E teve, hoje, a primeira das duas alpinas, entre Oyonnax e Le Grand-Berand, um espectáculo chamado Pogacar, que simplesmente fez o que nunca se vira fazer, e arrumou com as dúvidas quanto ao vencedor. Sem qualquer dos imponderáveis que fazem parte do ciclismo, Roglic ganhou o Tour na primeira semana. Bastou-lhe um contra-relógio e a primeira etapa de montanha!
Vale a pena contar. Na segunda das três subidas de primeira categoria da etapa, quando seguia no primeiro pelotão - um segundo já se havia formado até aí - a mais de 4 minutos da frente da corrida, e com uns trinta corredores na frente - se não mesmo mais - o jovem esloveno atacou a corrida, Apenas o equatoriano Carapaz respondeu, e colou-se-lhe, de imediato. Por pouco.

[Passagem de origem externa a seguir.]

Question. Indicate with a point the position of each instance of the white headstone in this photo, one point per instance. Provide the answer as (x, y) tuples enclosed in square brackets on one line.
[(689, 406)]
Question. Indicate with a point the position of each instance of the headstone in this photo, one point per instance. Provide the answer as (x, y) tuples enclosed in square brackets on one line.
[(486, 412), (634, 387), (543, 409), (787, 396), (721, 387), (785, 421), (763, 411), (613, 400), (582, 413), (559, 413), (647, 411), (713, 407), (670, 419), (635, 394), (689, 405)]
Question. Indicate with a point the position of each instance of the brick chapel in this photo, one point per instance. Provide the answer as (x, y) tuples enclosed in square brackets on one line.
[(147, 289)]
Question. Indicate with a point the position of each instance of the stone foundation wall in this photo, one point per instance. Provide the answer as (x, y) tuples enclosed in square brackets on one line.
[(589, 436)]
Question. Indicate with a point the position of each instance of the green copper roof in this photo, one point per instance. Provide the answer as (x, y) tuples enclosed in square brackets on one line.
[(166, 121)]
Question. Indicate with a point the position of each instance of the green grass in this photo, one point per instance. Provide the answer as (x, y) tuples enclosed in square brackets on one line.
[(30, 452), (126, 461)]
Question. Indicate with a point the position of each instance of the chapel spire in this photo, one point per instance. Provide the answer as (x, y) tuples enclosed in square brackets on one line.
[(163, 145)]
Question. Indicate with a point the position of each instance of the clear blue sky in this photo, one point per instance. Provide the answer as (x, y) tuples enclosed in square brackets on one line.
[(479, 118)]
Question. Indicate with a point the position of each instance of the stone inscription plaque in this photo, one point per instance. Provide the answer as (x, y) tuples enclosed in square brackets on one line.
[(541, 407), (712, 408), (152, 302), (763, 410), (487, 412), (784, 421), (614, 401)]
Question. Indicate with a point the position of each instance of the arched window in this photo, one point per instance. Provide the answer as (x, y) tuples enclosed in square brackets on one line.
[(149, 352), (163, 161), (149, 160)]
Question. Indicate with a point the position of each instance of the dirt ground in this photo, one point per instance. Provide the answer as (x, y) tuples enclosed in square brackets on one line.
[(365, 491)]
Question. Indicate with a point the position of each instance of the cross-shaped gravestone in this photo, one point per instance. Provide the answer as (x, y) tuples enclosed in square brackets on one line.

Resistiu ainda a um esticão do esloveno, mas já não teve resposta para o segundo ataque.
A partir daí foi seguir montanha acima, num ritmo diabólico, mas tranquilo. Foi passando um a um todos os que encontrava, que se limitavam a olhar para o ver passar, tranquilamente sentado na bicicleta. Terminou a montanha, e logo a seguir a terceira. No mesmo ritmo passando toda a gente, uns atrás dos outros, e ganhando minutos aos principais adversários, que já ninguém sabe bem quem são. Quando chegou ao cimo tinha passado trinta - talvez mais - corredores, e já só tinha ali à frente o belga Teuns, a escassos metros. Mais 50 metros a subir e ficaria para trás.
A subida acabara, e faltava descer nove quilómetros até à meta. Nove quilómetros de curvas e mais curvas, numa estrada encharcada. Teuns tinha uma etapa para ganhar, e uma oportunidade única. Ou pelo menos muito rara. Pogacar já ganhara o que queria ganhar, e tem uma vitória para repetir em Paris. Teuns arriscou na descida. Pogacar cuidou-se, e deixou-o ir. Cuidou-se tanto que permitiu que se lhe juntassem o espanhol Izaguirre e o canadiano Woods, que fizera boa parte da etapa na frente.
Na meta vestiu naturalmente a amarela. E tem Uran a 5 minutos, Carapaz a mais, Nibali a 22, Roglic a 40 e Garaint Thomas e Froome a muito mais de 1 hora.
Sobre os portugueses, Rui Costa e Rúben Guerreiro, não há grandes coisas para dizer. Rui Costa é 111º a mais de uma hora de Pogacar; Rúben Guerreiro tem feito melhor - é 46º, a puco mias de 36 minutos.